To check the CSF drainage to the deep cervical lymph node, the head of anesthetized mice was fixed on the stereotaxic frame, and 1 μl of Alexa Fluor 488-conjugated ovalbumin (Invitrogen O34781) was injected for 5 min in the lateral ventricle. The detailed coordinate is the following: AP = 0.0; ML = −1.2; DV = −2.4 from Bregma. After 3-min break, the injection needle was removed. After recovery for an hour on the 37°C heating pad, injected mice were cardiac perfused with Heparin-containing PBS/PFA, dCLNs were dissected out and cryoprotected in 15%/30% serial. The lymph nodes were prepared into 40-μm sections by using cryostat, and costained with DAPI, and imaged using LSM-780 (Zeiss). The coverage of OVA-488 and DAPI of the lymph nodes were measured by ImageJ program (fiji-win64).

Statistics

For group comparisons, Student’s t test or Mann–Whitney test was used based on the results of normality testing using D’Agostino & Pearson or Shapiro–Wilk normality test. The Mann–Whitney test was used for any column that yielded a p value < 0.05 in either normality test.
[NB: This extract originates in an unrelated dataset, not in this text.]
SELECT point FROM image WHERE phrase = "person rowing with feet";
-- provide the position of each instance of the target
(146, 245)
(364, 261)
For multi-comparisons with 2 independent variables, two-way ANOVA and Sidak’s multiple comparison test were used. For relative brain regional volumes/CBV, adjusted p values from one-sample t test were used. For ciliary beating frequencies, we used a permutation test with 10,000 iterations (MATLAB). For the comparison of 3 groups with the 1 independent variable (rescue experiment), we used one-way ANOVA with Dunnet’s post hoc test. GraphPad Prism 7 was used for statistical analyses. See S1 Data for statistical details.